As the might of Bugatti waned, the French were eager to once again wave the tricolore high on the track. Debuted in 1948 in an optimistic post-war world, the T26C was an instant success, with a second place at the Monaco Grand Prix and wins in Belgium and France the following year. While it couldn’t quite match the supercharged power of its Italian competitors, the T26C boasted - thanks in no small part to its Wilson preselector gearbox - far superior reliability and efficiency. On several occasions, the T26C was able to run entire Grand Prix without stopping to refuel, leaving the the Ferraris and Maseratis racing to catch up.

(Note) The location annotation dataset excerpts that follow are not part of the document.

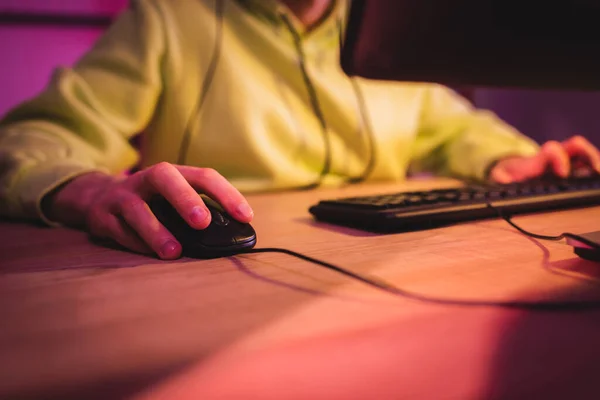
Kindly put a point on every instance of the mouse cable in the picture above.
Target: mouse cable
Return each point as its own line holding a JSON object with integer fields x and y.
{"x": 548, "y": 306}
{"x": 563, "y": 235}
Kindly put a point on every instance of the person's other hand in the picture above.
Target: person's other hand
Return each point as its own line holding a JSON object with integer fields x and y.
{"x": 559, "y": 158}
{"x": 117, "y": 208}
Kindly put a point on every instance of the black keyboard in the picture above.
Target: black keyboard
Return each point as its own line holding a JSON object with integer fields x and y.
{"x": 409, "y": 211}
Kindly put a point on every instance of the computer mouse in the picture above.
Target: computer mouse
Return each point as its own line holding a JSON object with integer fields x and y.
{"x": 224, "y": 236}
{"x": 586, "y": 250}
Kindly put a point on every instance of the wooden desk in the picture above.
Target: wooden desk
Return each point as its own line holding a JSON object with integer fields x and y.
{"x": 83, "y": 321}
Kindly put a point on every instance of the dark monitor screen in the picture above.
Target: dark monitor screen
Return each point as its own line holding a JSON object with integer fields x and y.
{"x": 494, "y": 43}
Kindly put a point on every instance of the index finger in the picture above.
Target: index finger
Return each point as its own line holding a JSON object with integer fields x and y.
{"x": 219, "y": 189}
{"x": 580, "y": 146}
{"x": 167, "y": 181}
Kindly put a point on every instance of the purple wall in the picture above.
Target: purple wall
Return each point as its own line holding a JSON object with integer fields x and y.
{"x": 546, "y": 115}
{"x": 30, "y": 53}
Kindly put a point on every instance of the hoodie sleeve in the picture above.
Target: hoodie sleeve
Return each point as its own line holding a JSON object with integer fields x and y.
{"x": 456, "y": 139}
{"x": 83, "y": 120}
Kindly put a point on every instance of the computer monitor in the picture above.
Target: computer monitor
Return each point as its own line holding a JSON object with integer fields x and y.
{"x": 492, "y": 43}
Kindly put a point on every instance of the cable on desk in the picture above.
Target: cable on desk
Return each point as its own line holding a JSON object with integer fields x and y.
{"x": 544, "y": 237}
{"x": 548, "y": 306}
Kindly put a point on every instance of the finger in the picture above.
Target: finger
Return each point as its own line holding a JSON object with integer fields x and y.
{"x": 137, "y": 214}
{"x": 104, "y": 225}
{"x": 127, "y": 237}
{"x": 554, "y": 154}
{"x": 500, "y": 175}
{"x": 578, "y": 146}
{"x": 166, "y": 180}
{"x": 219, "y": 189}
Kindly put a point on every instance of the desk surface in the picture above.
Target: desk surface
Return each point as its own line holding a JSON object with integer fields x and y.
{"x": 83, "y": 321}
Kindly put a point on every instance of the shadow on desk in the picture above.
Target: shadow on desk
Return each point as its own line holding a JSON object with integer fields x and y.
{"x": 462, "y": 354}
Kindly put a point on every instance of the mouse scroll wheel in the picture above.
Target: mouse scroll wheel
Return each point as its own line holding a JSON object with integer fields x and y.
{"x": 219, "y": 218}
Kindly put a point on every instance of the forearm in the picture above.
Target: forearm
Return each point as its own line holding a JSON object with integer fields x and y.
{"x": 69, "y": 203}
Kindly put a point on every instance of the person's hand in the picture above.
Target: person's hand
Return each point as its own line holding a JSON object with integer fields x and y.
{"x": 559, "y": 158}
{"x": 117, "y": 208}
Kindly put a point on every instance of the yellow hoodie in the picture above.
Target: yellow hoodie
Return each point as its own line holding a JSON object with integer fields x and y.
{"x": 240, "y": 87}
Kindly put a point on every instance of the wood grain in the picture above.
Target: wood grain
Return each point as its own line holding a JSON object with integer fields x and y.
{"x": 84, "y": 321}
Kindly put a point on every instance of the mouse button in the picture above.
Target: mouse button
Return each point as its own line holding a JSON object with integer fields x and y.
{"x": 245, "y": 234}
{"x": 218, "y": 217}
{"x": 217, "y": 236}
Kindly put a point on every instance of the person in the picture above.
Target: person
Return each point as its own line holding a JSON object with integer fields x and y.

After his win in the 1949 French Grand Prix at Reims, Louis Chiron was compensated not with money, but with the very motor car he had raced to victory. Worthy remuneration indeed, for the Talbot-Lago T26C is today considered one of the most majestic and interesting Grand Prix racers of its era.

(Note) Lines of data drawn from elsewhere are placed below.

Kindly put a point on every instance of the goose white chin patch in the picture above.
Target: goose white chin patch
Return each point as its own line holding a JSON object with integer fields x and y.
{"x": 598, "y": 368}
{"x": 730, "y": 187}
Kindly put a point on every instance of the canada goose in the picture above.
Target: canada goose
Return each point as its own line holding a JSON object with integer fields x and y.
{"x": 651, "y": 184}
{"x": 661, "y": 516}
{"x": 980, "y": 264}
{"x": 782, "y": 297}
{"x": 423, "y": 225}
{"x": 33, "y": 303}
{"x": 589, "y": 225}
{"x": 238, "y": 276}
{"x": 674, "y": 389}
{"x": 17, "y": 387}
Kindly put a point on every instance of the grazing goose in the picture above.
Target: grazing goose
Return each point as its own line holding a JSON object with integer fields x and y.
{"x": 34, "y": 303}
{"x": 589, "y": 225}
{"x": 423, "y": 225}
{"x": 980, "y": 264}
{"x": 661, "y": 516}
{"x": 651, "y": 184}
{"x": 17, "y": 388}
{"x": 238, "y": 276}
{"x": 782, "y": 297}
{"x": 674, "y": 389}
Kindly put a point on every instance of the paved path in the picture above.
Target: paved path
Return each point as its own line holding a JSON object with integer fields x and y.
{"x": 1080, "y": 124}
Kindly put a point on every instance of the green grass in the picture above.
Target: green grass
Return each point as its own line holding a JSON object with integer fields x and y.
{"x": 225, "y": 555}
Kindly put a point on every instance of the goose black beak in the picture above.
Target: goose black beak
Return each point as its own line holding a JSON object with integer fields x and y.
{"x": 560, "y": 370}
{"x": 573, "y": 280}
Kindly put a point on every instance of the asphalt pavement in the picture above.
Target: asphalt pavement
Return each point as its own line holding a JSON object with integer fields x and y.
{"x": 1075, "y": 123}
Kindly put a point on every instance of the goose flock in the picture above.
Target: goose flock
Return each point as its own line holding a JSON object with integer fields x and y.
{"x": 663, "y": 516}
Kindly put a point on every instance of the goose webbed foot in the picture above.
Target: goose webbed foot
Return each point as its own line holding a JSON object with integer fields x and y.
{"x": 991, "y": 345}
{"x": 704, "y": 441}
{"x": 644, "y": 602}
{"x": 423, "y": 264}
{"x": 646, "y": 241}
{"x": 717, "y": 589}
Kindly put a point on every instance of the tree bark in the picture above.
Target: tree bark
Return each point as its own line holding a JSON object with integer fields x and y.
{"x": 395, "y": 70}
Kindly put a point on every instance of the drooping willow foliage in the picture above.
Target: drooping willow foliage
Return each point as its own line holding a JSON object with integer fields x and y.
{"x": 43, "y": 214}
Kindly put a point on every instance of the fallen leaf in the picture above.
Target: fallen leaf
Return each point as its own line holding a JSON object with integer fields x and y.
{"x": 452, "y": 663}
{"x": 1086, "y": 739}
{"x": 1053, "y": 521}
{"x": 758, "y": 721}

110002 was the second example of these legendary 4½-Litre Monopostos built by Anthony Lago, and it has enjoyed a varied life both on and off the track. Its early years were a blur of European Grand Prix successes at the likes of, Zandvoort, Monza and Reims at the hands of Raph, Chaboud, Mairesse, Chiron and Étancelin.
A move to Australia in 1954 under new ownership saw continued success for 110002, with a third place at the 1955 Australian Grand Prix with Doug Whiteford at the wheel. After retiring from racing in the late 1950s, 110002 was laid up for a number of years before being sympathetically restored by famous Australian racer Reg Hunt . This charming and highly competitive Grand Prix racer is possibly the most original Lago Talbot in existence and is returning to Europe for the first time since 1954.